“Вскоре ночь стала казаться ему мрачнее, ужаснее любой другой ночи, словно бы на самом деле она выскочила из зияющей раны не осмысляющей более себя мысли — мысли, которая по иронии судьбы стала объектом не мысли, а чего-то другого. Это была сама ночь. Ее наводняли творившие ее темь образы, и тело, преобразившись в демонический дух, стремилось представить их себе. Оно ничего не видело, но без тени удрученности обращало отсутствие видений крайней напряженностью своего взгляда. Глаз, непригодный для видения, принимал невероятные размеры, расширялся и расширялся, простираясь над горизонтом, впускал ночь в свое средоточие, превращая ее в зрачок. В этой пустоте мешались взгляд и объект взгляда. Мало того что этот ничего не видящий глаз воспринимал причину своего видения. Он ясно видел тот объект, что не давал ему видеть. Его собственный взгляд входил в него в виде образа в тот трагический момент, когда ясно было видно, что этот взгляд есть смерть всякого образа" (Морис Бланшо, “Фома Темный”).
“Никогда еще философия не выглядела более зыбкой, более драгоценной и более страстной, чем в то мгновение, когда существование Бога рассеялось в открытом рту зевнувшего Бергсона” (там же).
Помимо заметок к этому тому, только в романе "Фома Темный” заявлены настоятельные вопросы новой теологии (объектом которой является лишь неизвестность), хотя и там они еще остаются сокрытыми. Мне доводилось слышать, как автор — совершенно независимо от своей книги, устно, ни в чем не изменяя чувству сдержанности, вызывающему во мне жажду безмолвствовать в его присутствии, — устанавливал основания любой “духовной” жизни, которая не может
— не иметь своего принципа и цели в отсутствии спасения, в отказе от всякой надежды;
— не утверждать о внутреннем опыте, что он есть авторитет (но любой авторитет искупает себя);
— не быть самооспариванием и незнанием.
I.
БОГ
Бог, по слову Экхарта, вкушает себя. Возможно, но вкушает Он, мне кажется, ненависть к Самому Себе, с которой ничто здесь, в дольнем мире, не может сравниться (я мог бы сказать так: эта ненависть есть время, но это наводит на меня скуку. Зачем я буду говорить: время? я чувствую такую ненависть, когда плачу; я ничего не анализирую). Если бы только на миг Бог изменил своей ненависти, мир стал бы логичным, умопостигаемым, глупцы объяснили бы его (если бы Бог перестал себя ненавидеть, он стал бы таким, каким и видят его унылые глупцы: одряхлевшим, слабоумным, логичным). В сущности, человек лишен возможности говорить о Боге, поскольку в человеческой мысли Бог обязательно начинает соответствовать самому человеку — и именно в той мере, в какой человек обессилен, в какой он жаждет сна и мира. Когда говорят: “и все вещи признают Его своей причиной, своим принципом и целью”, — это значит: человек не может больше БЫТЬ, он просит милости, изнуренный, он бросает себя в упадке духа, как бросаются, валясь с ног от усталости, на кровать.
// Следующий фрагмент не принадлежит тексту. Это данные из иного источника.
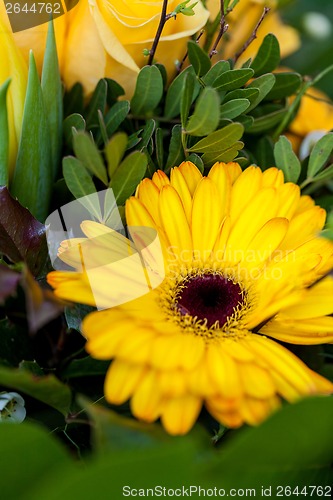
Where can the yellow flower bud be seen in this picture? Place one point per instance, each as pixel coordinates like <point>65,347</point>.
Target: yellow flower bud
<point>13,66</point>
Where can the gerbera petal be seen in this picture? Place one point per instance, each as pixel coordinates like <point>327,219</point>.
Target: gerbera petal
<point>179,414</point>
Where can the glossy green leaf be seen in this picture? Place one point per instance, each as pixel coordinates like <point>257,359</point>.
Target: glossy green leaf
<point>220,139</point>
<point>176,151</point>
<point>320,154</point>
<point>79,183</point>
<point>175,92</point>
<point>249,93</point>
<point>52,95</point>
<point>128,175</point>
<point>206,114</point>
<point>96,103</point>
<point>234,108</point>
<point>32,186</point>
<point>4,136</point>
<point>74,121</point>
<point>268,56</point>
<point>86,151</point>
<point>285,85</point>
<point>264,84</point>
<point>115,150</point>
<point>266,122</point>
<point>233,79</point>
<point>286,160</point>
<point>198,58</point>
<point>115,116</point>
<point>215,71</point>
<point>47,389</point>
<point>148,91</point>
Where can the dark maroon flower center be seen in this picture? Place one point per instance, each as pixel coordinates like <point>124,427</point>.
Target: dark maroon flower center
<point>211,296</point>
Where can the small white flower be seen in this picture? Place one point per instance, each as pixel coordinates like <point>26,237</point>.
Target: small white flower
<point>12,407</point>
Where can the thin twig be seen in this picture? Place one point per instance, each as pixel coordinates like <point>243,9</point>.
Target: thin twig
<point>180,65</point>
<point>253,36</point>
<point>223,28</point>
<point>162,22</point>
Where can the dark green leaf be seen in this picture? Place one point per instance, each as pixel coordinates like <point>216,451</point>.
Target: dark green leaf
<point>286,160</point>
<point>32,186</point>
<point>47,389</point>
<point>22,238</point>
<point>186,97</point>
<point>175,91</point>
<point>115,116</point>
<point>268,56</point>
<point>52,94</point>
<point>285,85</point>
<point>216,71</point>
<point>148,91</point>
<point>266,122</point>
<point>264,84</point>
<point>115,150</point>
<point>4,136</point>
<point>176,151</point>
<point>234,108</point>
<point>220,139</point>
<point>206,114</point>
<point>198,58</point>
<point>248,93</point>
<point>233,79</point>
<point>320,154</point>
<point>86,151</point>
<point>128,175</point>
<point>97,102</point>
<point>75,121</point>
Бог ни в чем не находит ни отдохновения, ни пресыщения. Всякое существование пребывает под угрозой, а то и в ничто Его неутолимости. Мало того что Ему неведомо умиротворение, Богу неведомо знание (знание — это покой). Он не знает — равно как жаждет. И поскольку Он не знает, Он не знает Самого Себя. Если бы Он открылся Самому Себе, Ему следовало бы признать Себя Богом, но Он даже на миг не может допустить этого соглашения. Ему ведомо лишь Его ничто, вот почему Он убежденный атеист: иначе сей же час Он перестал бы быть Богом (если бы Он признал себя Богом, на месте Его жуткого отсутствия оказалось бы слабоумное, одуревшее присутствие).
Пугало в слезах
о умерший Бог
ввалившийся глаз
намокший ус
единственный зуб
о умерший Бог
о умерший Бог
Я же
я преследовал тебя
ненавистью
бездонной
и от ненависти я умирал
растаяв
словно облако.
На взлете разнузданных мыслей — алкающих отдаленных возможностей — тщетно было выставлять желание покоя. Ничто нельзя остановить, разве только на время. Петр захотел установить на горе Фавор кущи, дабы скрыть ревниво свет божественный. Однако поступь возжаждавшего радостного мира уже вела к Голгофе (к мрачному ветру, к изнеможению lamma sabachtani).